Sin embargo, en un entorno económico donde la canasta alimentaria cerró 2025 con alzas significativas, la llegada de Melchor, Gaspar y Baltasar suele venir acompañada de una fuerte presión financiera que, de no gestionarse con rigor, puede derivar en una severa crisis económica familiar para el primer trimestre del año.

La clave para que la magia no termine en bancarrota reside en la planificación estratégica. De acuerdo con especialistas en finanzas personales, el primer paso fundamental es establecer un presupuesto basado en la realidad financiera actual, identificando con precisión cuánto dinero hay disponible antes de salir a las tiendas o realizar compras en línea.

El riesgo de las promociones y el crédito

Una de las recomendaciones más enfáticas para los Reyes Magos es mantenerse alerta ante las ofertas seductoras.

Aunque los meses sin intereses suelen ser la herramienta más socorrida para diferir el impacto del gasto, los expertos sugieren una visión más conservadora.

“Se deben priorizar los descuentos directos sobre el financiamiento. El uso de la tarjeta de crédito debe ser moderado, recordando siempre que se trata de dinero prestado que compromete el flujo de efectivo futuro”, advierten analistas del sector.

En caso de que el crédito sea la única vía para cumplir las peticiones de los más pequeños, la consigna es clara: elegir el plazo más corto posible.

Optar por periodos de pago excesivamente largos es un error común que provoca un efecto de “deuda infinita”.

No es extraño encontrar casos donde, al llegar el 6 de enero del siguiente año, la deuda de los juguetes anteriores aún no ha sido liquidada, encadenando pasivos año con año.

Comparar: La defensa del bolsillo

A pesar de que recorrer distintos establecimientos o navegar por múltiples sitios web puede resultar agotador, comparar precios sigue siendo la práctica más efectiva para proteger el patrimonio familiar.

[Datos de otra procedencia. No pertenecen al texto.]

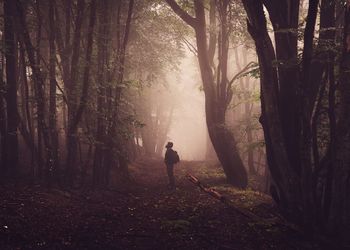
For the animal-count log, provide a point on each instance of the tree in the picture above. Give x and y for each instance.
(310, 186)
(11, 157)
(217, 91)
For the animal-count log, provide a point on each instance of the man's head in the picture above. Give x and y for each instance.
(169, 145)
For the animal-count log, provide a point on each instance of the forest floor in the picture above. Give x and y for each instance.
(144, 215)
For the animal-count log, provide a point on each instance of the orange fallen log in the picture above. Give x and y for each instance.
(222, 198)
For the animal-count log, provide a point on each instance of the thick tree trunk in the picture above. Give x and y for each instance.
(216, 93)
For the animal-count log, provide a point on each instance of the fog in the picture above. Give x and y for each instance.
(188, 129)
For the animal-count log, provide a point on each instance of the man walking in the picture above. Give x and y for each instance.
(171, 158)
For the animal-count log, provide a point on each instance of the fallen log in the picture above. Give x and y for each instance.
(223, 199)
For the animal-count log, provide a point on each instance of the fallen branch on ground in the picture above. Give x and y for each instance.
(223, 199)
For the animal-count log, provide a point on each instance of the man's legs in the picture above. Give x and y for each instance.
(170, 170)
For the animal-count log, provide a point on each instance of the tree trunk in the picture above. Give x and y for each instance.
(53, 167)
(11, 94)
(216, 94)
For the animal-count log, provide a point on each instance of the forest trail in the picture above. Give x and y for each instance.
(146, 216)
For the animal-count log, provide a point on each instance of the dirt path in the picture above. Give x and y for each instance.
(146, 216)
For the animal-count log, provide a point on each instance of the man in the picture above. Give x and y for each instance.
(171, 158)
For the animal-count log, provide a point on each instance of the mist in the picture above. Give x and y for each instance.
(188, 129)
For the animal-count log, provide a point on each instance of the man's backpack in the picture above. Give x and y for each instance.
(176, 157)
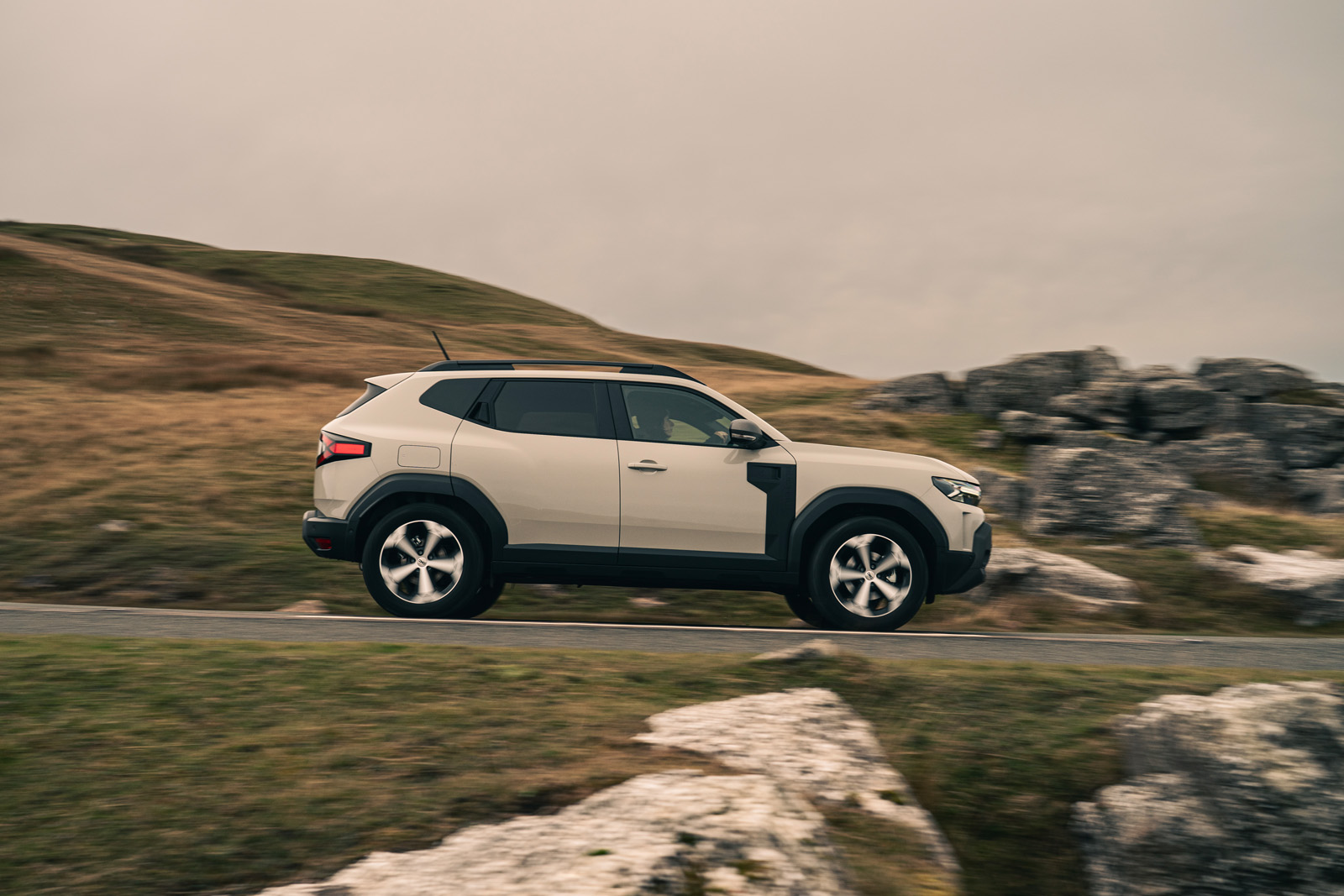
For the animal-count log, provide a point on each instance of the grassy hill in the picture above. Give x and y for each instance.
(179, 389)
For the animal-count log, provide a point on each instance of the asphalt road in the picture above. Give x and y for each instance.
(1061, 649)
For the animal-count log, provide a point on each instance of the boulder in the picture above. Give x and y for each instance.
(1001, 492)
(917, 392)
(810, 739)
(1121, 490)
(1171, 402)
(1105, 403)
(1155, 398)
(1028, 382)
(1230, 463)
(1032, 571)
(1035, 427)
(1303, 436)
(1308, 582)
(676, 832)
(1319, 490)
(815, 649)
(1231, 794)
(1250, 376)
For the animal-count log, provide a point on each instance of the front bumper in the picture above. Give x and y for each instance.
(964, 570)
(327, 537)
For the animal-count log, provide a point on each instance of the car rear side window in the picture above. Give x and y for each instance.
(550, 407)
(454, 396)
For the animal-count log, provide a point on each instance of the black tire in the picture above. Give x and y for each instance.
(801, 606)
(879, 594)
(443, 584)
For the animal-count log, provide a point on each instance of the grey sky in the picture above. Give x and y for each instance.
(875, 187)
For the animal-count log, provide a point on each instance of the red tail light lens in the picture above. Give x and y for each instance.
(338, 448)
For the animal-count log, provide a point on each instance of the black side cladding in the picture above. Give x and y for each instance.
(454, 396)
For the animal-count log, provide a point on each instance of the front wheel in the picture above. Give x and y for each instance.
(867, 574)
(425, 562)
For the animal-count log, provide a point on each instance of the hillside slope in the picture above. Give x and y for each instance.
(161, 402)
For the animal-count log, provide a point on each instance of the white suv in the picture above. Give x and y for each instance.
(450, 481)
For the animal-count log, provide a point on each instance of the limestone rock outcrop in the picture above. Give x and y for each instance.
(1310, 584)
(685, 832)
(1028, 382)
(812, 741)
(917, 392)
(665, 833)
(1236, 793)
(1250, 376)
(1109, 492)
(1030, 571)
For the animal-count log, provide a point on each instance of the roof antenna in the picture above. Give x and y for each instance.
(441, 347)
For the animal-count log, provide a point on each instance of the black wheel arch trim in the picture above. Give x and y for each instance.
(827, 501)
(427, 484)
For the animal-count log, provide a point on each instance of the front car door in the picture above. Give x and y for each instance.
(685, 492)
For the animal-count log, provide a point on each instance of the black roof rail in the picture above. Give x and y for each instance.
(627, 367)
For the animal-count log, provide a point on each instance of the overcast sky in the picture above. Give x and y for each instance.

En este sentido, la vigilancia de los precios debe ser exhaustiva para evitar los “precios inflados” de último minuto.

Asimismo, se lanza una advertencia sobre los riesgos del comercio informal. Si bien el ambulantaje puede ofrecer precios inicialmente bajos que parecen un alivio inmediato, estos productos carecen de garantías.

“Comprar en el comercio ambulante puede generar un ahorro momentáneo, pero ante un defecto de fábrica, esto se traduce en una pérdida total de la inversión al no tener ante quién reclamar”, señalan expertos en consumo.

Frente a un 2026 que inicia con retos inflacionarios, la mejor estrategia para los Reyes Magos será la prudencia: planificar, comparar y, sobre todo, no comprometer los ingresos de los meses venideros por un gasto de una sola noche.